Une grève générale fut déclenchée en réponse au Dimanche rouge et "à la fin de 1905, plus de 2,7 millions de travailleurs étaient en grève" (Bunce, 16). Les grèves étaient organisées par de nouveaux comités ou conseils ouvriers appelés soviets. Le Conseil des députés ouvriers de Saint-Pétersbourg, comme beaucoup d'autres soviets, fut fondé en octobre 1905 en tant que comité de grève générale. Il était dirigé par Gueorgui Khroustalev-Nossar (1877-1919) en tant que président et Léon Trotsky (1879-1940) en tant que vice-président. Le soviet représentait 200 000 ouvriers de 147 usines. Il imprimait également son propre journal, Izvestiya ("Nouvelles"). Le Soviet de Moscou était un autre organe puissant, mais les soviets des autres villes n'avaient généralement d'influence que sur les affaires locales.

L'idée des soviets était qu'une assemblée de travailleurs d'une usine donnée élisait des députés pour représenter leurs intérêts pendant la grève. Ces députés assistaient ensuite aux réunions du soviet local, où d'autres usines étaient également représentées. Le système électoral variait: "À Saint-Pétersbourg, 500 travailleurs élisaient un député, à Moscou 400, à Odessa 100 et à Kostroma 50" (Shukman, 134). Les soviets n'étaient pas organisés selon des lignes partisanes, mais plutôt par profession et par usine. Le soviet négociait avec les employeurs, les autorités politiques locales et la police. La direction du soviet, le comité exécutif, veillait également à ce qu'un minimum de services continue d'être fourni à la population malgré la grève. La démocratie directe et la coopération étaient considérées comme les principaux moyens permettant aux soviets d'atteindre leurs objectifs. Telles étaient les forces de l'organisation, mais "leur spontanéité même, l'élan qui les avait fait naître, les empêchait de devenir des institutions stables" capables d'assurer les tâches administratives quotidiennes (Hoskins, 412). Néanmoins, "la forme soviétique d'organisation du travail [était] une contribution unique de la Russie à l'histoire du travail" (Shukman, 55), et les soviets devinrent "des organes d'expression collective" (Read, 144).

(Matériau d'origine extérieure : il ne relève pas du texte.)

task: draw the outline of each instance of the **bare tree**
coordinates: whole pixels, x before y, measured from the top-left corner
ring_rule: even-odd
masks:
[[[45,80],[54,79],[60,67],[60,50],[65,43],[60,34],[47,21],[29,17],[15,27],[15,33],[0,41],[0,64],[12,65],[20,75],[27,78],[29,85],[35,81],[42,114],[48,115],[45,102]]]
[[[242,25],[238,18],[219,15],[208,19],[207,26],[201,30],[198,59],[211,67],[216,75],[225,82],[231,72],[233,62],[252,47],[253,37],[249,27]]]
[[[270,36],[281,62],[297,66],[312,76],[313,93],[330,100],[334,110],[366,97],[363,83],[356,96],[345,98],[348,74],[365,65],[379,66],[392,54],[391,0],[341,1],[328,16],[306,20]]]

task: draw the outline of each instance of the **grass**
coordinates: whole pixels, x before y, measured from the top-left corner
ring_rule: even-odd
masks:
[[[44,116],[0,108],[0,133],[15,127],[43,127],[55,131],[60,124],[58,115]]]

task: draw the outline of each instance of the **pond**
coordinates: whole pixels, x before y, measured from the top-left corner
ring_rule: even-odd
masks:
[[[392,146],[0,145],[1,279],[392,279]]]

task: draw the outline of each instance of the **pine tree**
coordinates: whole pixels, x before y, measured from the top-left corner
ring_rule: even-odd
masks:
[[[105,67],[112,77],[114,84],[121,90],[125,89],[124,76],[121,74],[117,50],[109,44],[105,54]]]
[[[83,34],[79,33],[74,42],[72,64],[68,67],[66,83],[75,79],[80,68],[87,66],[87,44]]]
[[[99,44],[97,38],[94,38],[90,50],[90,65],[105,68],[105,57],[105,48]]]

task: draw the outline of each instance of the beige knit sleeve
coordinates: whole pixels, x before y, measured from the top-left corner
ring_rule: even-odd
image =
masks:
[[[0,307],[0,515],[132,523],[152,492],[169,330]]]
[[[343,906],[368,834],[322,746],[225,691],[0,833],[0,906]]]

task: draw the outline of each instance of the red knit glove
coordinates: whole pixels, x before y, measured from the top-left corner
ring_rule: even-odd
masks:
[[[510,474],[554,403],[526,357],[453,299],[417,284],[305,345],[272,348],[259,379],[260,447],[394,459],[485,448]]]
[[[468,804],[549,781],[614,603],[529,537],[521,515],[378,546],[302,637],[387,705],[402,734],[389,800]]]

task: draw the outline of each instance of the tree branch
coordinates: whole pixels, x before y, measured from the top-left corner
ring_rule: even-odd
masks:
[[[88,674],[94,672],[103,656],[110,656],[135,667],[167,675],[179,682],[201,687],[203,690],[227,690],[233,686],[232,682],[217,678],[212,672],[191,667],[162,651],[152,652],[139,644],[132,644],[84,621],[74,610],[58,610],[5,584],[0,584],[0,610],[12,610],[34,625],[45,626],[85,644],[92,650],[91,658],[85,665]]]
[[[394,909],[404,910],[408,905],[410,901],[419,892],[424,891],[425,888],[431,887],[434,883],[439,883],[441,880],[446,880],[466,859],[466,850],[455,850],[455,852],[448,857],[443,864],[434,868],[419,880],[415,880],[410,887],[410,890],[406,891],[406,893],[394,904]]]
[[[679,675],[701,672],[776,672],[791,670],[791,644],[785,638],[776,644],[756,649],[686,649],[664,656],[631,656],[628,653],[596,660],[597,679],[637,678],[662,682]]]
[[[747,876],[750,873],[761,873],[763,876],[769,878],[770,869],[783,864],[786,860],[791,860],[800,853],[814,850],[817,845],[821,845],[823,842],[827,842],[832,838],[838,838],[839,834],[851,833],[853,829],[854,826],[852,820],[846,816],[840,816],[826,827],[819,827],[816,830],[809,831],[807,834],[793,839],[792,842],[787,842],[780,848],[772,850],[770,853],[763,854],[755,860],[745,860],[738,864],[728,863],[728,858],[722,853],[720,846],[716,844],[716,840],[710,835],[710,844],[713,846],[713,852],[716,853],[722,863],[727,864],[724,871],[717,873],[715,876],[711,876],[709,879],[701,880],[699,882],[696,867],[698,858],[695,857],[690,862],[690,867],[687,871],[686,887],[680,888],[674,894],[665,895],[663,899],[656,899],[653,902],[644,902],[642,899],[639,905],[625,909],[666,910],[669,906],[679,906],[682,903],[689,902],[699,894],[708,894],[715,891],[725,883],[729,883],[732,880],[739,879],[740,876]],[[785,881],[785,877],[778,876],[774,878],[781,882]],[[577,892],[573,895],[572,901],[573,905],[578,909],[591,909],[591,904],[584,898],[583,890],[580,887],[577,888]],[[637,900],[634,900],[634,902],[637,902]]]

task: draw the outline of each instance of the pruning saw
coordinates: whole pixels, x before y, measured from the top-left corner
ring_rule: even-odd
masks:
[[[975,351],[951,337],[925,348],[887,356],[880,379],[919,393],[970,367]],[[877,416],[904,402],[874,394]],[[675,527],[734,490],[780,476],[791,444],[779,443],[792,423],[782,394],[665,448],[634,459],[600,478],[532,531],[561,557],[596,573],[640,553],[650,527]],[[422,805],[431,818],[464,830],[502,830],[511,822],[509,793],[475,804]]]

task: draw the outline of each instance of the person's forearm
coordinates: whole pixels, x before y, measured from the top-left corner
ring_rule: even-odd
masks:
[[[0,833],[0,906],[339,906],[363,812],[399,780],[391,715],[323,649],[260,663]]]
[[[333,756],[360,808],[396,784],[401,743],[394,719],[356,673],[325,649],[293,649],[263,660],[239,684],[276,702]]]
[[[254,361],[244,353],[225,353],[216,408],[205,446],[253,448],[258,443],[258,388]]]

L'idée des soviets se répandit rapidement dans tout l'Empire russe (et dans d'autres pays). Pendant la révolution de 1905, entre 45 et 50 soviets russes furent créés. En bref, les soviets "étaient essentiellement des organes représentatifs généraux, non partisans et non doctrinaires, de la classe ouvrière d'une ville" (Shukman, 55). Le statut du Soviet de Kostroma indique l'objectif initial de ces organisations: "Une organisation du prolétariat local pour la lutte victorieuse en vue de l'amélioration de sa situation économique et juridique" (Shukman, 135). Le Soviet de Saint-Pétersbourg et quelques autres allèrent ensuite plus loin pendant la révolution de 1905 et s'arrogèrent une autorité gouvernementale limitée par le biais de déclarations telles que la journée de travail de huit heures. Les membres les plus radicaux des soviets poussaient à la formation d'une Assemblée constituante pour remplacer le tsar.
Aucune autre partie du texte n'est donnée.